IMAGING AND REPORTING
– Studies must follow standard vascular ultrasound protocols consistent with clinical indications.
– Report must include comprehensive findings and a clinical interpretation used to guide patient management.
NOT COVERED SERVICES
– Billing arterial duplex codes for services not meeting medical necessity or clinical indication criteria per the LCD.
– Routine screening or tests intended for asymptomatic patients without clinical rationale.
– Multiple same-day bilateral studies without proper KX modifier and documentation.
REFERENCES
– Local Coverage Determination L40289 (Non-invasive Arterial Duplex Ultrasound)
– CMS IOM Publications 100-02, 100-03, 100-04 for coverage, coding, and billing requirements
– Related Local Coverage Articles as noted in source article for peripheral venous ultrasound documentation and coverage details.

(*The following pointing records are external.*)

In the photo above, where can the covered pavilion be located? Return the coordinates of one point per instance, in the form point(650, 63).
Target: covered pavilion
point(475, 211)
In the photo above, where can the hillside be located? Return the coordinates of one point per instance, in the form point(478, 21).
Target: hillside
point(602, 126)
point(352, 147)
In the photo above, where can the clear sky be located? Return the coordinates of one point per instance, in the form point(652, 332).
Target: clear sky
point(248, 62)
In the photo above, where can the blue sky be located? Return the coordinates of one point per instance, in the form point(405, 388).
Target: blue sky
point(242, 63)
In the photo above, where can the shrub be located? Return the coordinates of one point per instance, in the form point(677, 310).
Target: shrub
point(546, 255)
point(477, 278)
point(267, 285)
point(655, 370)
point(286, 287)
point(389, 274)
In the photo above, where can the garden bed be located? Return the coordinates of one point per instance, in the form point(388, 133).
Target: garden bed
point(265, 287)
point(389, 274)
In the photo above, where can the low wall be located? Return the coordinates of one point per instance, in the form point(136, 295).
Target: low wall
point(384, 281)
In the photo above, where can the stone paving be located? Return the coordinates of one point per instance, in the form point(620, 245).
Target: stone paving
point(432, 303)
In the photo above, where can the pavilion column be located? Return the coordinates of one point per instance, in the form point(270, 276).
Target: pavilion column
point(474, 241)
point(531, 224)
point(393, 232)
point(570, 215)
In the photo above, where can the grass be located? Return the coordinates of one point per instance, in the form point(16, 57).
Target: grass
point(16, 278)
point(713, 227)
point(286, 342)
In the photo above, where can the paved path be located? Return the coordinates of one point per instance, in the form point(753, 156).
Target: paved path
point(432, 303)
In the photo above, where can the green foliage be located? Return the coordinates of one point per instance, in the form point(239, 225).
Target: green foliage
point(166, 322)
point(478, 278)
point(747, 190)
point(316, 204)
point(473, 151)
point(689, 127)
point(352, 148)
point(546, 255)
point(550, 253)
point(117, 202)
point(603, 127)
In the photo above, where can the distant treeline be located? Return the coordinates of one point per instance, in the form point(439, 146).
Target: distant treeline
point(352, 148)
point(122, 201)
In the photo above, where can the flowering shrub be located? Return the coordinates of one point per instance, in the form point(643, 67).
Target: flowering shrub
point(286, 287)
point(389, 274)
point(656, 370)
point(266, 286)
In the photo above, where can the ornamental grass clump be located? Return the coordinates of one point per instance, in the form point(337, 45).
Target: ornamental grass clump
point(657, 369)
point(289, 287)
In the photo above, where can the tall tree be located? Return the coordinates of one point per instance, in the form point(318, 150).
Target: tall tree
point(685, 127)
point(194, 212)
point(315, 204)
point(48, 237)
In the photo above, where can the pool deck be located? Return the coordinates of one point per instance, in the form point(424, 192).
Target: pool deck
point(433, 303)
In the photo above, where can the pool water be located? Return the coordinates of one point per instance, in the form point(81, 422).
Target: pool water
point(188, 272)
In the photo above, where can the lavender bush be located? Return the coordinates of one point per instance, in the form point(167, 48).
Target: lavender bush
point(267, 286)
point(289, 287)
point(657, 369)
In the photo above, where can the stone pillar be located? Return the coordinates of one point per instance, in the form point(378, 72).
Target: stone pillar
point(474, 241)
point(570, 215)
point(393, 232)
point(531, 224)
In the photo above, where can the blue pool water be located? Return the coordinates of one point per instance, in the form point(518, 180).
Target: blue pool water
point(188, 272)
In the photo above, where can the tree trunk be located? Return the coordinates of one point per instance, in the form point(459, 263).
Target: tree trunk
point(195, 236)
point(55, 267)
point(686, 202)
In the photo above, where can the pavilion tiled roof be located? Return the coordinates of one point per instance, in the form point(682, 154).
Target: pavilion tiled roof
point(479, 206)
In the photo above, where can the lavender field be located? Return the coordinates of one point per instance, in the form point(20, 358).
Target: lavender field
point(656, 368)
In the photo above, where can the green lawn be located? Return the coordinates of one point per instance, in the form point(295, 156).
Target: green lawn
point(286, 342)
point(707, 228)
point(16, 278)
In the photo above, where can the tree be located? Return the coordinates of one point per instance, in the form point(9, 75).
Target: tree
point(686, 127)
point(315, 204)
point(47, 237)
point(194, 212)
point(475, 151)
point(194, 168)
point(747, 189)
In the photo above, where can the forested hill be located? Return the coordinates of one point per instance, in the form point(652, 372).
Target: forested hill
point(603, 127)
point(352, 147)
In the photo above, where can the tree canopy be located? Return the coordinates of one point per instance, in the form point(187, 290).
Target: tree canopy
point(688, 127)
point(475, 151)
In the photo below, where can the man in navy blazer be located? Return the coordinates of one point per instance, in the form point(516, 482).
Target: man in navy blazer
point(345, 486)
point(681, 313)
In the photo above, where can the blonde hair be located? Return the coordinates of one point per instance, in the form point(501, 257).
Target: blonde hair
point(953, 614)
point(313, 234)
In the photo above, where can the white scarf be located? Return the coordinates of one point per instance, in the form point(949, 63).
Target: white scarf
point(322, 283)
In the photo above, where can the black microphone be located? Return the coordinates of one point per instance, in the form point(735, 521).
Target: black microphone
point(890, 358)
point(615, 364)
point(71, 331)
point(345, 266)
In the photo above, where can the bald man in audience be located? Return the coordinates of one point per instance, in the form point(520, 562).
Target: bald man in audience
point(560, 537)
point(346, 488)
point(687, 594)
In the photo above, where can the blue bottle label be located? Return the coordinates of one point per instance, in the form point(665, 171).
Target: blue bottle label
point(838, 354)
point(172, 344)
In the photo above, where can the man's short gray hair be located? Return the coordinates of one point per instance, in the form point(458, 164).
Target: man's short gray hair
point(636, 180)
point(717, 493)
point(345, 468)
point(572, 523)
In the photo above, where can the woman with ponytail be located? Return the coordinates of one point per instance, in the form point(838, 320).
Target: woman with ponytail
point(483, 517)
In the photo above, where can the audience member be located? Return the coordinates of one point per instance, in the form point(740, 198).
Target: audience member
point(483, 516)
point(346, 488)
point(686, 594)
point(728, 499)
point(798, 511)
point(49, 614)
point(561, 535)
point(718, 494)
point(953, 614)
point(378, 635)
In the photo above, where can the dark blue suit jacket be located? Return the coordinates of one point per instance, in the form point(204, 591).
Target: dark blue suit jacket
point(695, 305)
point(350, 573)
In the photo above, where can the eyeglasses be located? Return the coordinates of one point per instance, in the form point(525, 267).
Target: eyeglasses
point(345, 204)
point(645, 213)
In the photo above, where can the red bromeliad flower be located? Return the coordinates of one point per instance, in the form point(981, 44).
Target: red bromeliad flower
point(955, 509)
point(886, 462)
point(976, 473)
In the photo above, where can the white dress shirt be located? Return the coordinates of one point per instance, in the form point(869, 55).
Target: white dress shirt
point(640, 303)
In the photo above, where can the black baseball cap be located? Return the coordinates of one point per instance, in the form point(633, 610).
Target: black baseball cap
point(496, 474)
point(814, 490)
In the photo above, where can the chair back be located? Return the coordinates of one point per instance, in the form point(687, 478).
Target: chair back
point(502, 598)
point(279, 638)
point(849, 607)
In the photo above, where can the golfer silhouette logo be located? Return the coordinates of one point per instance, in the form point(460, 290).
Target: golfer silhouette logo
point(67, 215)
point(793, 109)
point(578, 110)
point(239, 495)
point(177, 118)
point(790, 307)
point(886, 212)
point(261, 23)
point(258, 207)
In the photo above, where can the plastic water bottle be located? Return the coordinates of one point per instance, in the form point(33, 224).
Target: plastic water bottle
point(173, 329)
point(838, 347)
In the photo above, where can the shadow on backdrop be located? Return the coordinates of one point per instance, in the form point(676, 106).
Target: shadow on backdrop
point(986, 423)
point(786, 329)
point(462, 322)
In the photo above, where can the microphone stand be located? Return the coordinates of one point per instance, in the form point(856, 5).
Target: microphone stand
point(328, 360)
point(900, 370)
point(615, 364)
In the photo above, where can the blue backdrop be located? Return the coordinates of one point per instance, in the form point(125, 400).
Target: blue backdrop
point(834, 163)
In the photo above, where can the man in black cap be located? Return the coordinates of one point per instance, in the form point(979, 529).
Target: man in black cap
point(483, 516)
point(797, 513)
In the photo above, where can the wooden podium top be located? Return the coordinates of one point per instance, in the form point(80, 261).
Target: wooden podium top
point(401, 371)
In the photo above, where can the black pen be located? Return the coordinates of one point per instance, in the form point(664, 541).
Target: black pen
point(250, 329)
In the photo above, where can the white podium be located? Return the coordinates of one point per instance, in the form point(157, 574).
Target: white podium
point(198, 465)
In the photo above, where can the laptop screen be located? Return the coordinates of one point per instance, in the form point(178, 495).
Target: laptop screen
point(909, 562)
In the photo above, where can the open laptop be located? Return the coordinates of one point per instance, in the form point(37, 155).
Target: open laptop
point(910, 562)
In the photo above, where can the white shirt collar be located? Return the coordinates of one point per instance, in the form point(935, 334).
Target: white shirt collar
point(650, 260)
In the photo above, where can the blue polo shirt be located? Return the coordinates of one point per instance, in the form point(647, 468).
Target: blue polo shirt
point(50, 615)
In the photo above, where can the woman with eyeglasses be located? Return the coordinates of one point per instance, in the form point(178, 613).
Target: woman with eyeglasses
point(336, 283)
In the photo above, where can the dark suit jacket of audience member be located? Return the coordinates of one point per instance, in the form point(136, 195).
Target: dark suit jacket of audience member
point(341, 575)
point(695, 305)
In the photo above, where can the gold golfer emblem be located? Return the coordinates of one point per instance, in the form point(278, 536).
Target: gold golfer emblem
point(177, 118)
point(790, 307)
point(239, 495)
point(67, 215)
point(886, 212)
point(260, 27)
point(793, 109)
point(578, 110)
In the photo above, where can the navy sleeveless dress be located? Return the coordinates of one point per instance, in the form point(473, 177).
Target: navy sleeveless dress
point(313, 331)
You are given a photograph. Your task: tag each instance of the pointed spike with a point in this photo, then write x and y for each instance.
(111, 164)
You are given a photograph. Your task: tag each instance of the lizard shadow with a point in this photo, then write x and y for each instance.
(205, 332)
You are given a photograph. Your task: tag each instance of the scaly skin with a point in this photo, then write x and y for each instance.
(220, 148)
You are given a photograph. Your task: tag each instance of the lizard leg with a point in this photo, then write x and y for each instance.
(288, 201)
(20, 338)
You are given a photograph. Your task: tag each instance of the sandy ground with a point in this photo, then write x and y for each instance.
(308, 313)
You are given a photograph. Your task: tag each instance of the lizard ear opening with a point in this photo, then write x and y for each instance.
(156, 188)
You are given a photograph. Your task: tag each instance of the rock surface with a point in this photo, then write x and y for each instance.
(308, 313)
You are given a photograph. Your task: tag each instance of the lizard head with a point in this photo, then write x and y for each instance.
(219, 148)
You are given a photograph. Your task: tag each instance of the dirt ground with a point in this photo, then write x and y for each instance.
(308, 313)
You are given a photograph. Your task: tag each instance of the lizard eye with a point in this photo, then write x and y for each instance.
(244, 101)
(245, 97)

NOT CLEARLY STATED IN SOURCE
– Specific ICD-10 code list for allowed diagnoses with arterial duplex ultrasound is not explicitly outlined in this article; refer to LCD L40289 for diagnosis codes.
– Anesthesia or sedation restrictions are not addressed in the source material.
– Detailed conservative care or imaging pre-requirement sequencing is not detailed in this article.